The protagonists get to the ghost station "Borodino" (close to the "Garden") and climb onto the platform to rest. Garin makes some indirect hints to Konstantinov that show that he realizes that Konstantinov and Irina are lovers. Konstantinov and Garin fight and Konstantinov nearly drowns in the water.

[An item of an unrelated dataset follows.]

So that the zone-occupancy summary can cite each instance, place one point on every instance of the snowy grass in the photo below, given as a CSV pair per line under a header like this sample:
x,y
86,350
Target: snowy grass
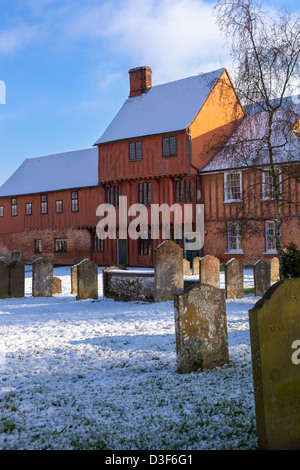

In the tunnel where the train is stuck, the overhead arch collapses and water fills the tunnel. The leaders of the rescue operation manage to turn off the water tap. The protagonists get to the bunker and finally get out through the bars onto the street. Alisa and Dennis together leave the hospital. Garin and Irina tensely meet in a scene where Garin silently deflects all her pleas. The film ends with a scene where Konstantinov is driving around in different directions following the ambulance containing Garin.

== Cast ==
- Sergei Puskepalis as Andrei Garin
- Anatoly Bely as Vladislav Konstantinov
- Svetlana Khodchenkova as Irina Garina
- Anfisa Vistingauzen as Ksenia Garina
- Aleksey Bardukov as Denis Istomin
- Katerina Shpitsa as Alisa
- Yelena Panova as Galina
- Sergey Sosnovsky as Petrunin

==Reception==
The film received mostly positive reviews from critics. Negative reviews noted the discrepancy between the plot of the film and the real underground and its services. The movie grossed $12 million in the domestic market and $15 million worldwide against a budget of $9 million thereby making it an average commercial success.